Below we compare three algorithms that are designed to find the minimum of the rate-distortion
Lagrangian (a.k.a. *free energy*)
$$
F_{RD}(q(\hat X|X)) := \mathbb E[d(X,\hat X)] + \tfrac{1}{\beta} \, I(X;\hat X)
$$
with respect to conditional distributions $q(\hat X|X)$, where $d$ denotes a distortion
function (e.g. the squared distance $d(s,t) = (s-t)^2$, which is chosen in the simulations below), and
$$
I(X;\hat X) = \mathbb E_X [D_{KL}(q(\hat X|X)\| \mathbb E_X[q(\hat X|X)])]
$$
is the mutual information between the source $X$ and the reconstruction $\hat X$. All three algorithms
make use of the fact that the rate-distortion Lagrangian $F_{RD}$ can be written as the optimum
$$
F_{RD}(q(\hat X|X)) = \min_{q(\hat X)} F^{aux}_{RD}(q(\hat X|X), q(\hat X))
$$
where the auxiliary Lagrangian is defined as
$$
F^{aux}_{RD}(q(\hat X|X), q(\hat X)):= \mathbb E[d(X,\hat X)] + \tfrac{1}{\beta} \, \mathbb E_X [D_{KL}(q(\hat X|X)\| q(\hat X))] ,
$$
since the optimal reconstruction distribution $q^\ast(\hat X)$ is simply given by the marginal
$\mathbb E_X[q(\hat X|X)],$ and by construction we have
$F_{RD}(\, \cdot \, ) = F^{aux}_{RD}(\, \cdot \, ,\mathbb E_X[q(\hat X|X)])$.

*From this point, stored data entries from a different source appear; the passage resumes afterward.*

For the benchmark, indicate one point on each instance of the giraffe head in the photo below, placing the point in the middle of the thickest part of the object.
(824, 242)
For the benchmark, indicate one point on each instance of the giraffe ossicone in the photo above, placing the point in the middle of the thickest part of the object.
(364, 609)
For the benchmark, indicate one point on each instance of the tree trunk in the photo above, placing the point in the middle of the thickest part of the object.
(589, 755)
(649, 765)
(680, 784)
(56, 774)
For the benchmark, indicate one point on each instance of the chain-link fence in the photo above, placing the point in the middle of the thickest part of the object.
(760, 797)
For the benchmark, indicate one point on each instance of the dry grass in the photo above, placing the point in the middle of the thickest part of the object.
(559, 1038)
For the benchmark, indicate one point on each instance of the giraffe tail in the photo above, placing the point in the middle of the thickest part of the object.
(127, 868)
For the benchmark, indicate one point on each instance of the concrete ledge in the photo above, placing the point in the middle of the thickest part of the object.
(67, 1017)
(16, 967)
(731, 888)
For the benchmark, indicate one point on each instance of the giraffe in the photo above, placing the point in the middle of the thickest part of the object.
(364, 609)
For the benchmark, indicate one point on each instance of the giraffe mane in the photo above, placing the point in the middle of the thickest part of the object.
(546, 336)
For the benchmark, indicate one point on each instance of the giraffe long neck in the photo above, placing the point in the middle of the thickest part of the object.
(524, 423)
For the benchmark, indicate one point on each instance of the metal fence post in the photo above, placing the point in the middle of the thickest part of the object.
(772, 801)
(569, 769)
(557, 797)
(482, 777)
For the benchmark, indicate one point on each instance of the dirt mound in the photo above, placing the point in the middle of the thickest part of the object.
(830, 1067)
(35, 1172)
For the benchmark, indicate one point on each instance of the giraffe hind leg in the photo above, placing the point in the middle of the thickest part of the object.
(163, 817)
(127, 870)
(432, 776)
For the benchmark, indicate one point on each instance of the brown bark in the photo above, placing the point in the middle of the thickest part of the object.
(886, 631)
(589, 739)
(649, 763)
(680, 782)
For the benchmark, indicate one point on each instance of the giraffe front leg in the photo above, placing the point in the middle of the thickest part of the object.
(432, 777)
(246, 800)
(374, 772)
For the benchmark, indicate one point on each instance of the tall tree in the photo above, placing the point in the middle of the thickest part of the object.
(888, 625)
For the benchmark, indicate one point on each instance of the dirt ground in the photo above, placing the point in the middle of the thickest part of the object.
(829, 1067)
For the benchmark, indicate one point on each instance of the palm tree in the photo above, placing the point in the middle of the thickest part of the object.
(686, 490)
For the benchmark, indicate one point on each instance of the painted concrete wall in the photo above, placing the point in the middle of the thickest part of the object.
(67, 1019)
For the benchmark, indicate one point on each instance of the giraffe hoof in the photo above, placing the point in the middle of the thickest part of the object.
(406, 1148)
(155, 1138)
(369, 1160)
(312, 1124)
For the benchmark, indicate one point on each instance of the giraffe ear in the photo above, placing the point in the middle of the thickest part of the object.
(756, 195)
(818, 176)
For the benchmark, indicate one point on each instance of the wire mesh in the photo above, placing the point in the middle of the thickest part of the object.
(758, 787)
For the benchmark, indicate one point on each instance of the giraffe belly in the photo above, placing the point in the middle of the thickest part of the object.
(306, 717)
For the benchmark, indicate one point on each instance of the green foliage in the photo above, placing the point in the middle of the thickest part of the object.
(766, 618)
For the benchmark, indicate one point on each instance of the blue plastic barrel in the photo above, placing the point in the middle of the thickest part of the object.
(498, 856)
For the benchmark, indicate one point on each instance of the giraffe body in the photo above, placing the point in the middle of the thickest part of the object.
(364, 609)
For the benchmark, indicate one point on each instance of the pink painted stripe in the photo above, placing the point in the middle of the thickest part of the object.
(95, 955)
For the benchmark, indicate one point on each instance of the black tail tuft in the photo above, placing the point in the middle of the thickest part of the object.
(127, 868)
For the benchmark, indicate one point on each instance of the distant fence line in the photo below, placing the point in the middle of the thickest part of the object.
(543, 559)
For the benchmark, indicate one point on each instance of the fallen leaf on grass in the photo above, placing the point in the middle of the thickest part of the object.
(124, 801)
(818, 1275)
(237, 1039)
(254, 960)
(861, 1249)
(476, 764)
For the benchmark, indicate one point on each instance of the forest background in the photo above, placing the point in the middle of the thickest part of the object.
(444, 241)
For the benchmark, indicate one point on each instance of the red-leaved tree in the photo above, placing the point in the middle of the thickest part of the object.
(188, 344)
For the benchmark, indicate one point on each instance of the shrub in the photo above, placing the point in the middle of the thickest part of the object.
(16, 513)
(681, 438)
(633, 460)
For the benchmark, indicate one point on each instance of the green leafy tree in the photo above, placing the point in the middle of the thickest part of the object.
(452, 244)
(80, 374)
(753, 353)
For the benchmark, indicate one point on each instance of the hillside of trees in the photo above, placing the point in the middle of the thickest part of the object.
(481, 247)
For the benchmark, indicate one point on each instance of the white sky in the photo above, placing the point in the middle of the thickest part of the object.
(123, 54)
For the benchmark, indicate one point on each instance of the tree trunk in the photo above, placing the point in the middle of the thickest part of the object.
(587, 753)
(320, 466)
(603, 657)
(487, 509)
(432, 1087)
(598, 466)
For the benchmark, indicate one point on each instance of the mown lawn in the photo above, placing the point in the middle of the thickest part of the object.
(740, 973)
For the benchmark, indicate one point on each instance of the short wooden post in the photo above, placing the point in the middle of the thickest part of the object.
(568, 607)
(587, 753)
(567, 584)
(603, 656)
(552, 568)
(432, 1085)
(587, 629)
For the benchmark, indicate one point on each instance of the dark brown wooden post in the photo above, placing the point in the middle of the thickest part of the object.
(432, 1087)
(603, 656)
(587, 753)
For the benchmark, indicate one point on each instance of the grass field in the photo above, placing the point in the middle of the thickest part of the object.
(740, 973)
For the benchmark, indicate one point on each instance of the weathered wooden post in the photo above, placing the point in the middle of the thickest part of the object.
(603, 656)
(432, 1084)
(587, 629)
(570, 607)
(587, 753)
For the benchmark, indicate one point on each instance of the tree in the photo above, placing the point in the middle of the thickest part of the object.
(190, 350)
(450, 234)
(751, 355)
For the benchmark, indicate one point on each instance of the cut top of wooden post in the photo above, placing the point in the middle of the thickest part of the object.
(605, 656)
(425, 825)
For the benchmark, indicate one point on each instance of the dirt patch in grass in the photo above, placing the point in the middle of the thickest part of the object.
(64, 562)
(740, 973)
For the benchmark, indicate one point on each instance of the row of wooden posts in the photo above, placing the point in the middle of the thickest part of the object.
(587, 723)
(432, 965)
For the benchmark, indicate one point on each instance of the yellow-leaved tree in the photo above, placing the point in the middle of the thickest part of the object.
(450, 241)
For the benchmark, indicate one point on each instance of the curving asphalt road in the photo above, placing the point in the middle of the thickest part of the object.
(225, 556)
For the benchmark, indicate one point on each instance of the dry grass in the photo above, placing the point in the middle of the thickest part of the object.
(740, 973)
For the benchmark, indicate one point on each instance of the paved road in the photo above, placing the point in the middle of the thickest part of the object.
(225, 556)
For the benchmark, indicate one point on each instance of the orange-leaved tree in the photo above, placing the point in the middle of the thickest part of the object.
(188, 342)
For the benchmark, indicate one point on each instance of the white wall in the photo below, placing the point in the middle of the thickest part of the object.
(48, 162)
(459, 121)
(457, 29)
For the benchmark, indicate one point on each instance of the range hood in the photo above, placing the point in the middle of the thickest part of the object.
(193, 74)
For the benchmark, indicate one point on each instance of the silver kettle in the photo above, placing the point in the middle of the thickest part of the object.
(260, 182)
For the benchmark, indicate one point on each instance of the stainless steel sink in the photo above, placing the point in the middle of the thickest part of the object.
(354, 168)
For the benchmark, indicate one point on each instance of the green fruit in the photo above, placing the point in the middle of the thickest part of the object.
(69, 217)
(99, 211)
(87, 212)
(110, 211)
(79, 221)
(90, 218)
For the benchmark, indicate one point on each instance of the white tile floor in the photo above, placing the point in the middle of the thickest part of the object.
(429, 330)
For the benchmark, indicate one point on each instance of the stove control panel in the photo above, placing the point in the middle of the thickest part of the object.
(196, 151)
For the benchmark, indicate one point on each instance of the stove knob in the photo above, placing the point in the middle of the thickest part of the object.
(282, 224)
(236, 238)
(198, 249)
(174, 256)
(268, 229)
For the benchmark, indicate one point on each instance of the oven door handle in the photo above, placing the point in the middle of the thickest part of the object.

When the Blahut-Arimoto algorithm is applied to rate-distortion, the auxiliary Lagrangian $F^{aux}_{RD}$ is optimized alternatingly with respect to $q(\hat X|X)$ and $q(\hat X)$ by iterating the closed-form solutions $$ q^\ast(\hat X|X=x) = \frac{1}{Z(x)} q(\hat X) \, e^{-\beta d(x,\hat X)} \ , \ \ q^\ast(\hat X) = \mathbb E_X[q(\hat X|X)] $$ where $Z(x) := \mathbb E_{q(\hat X)}[e^{-\beta d(x,\hat X)}]$.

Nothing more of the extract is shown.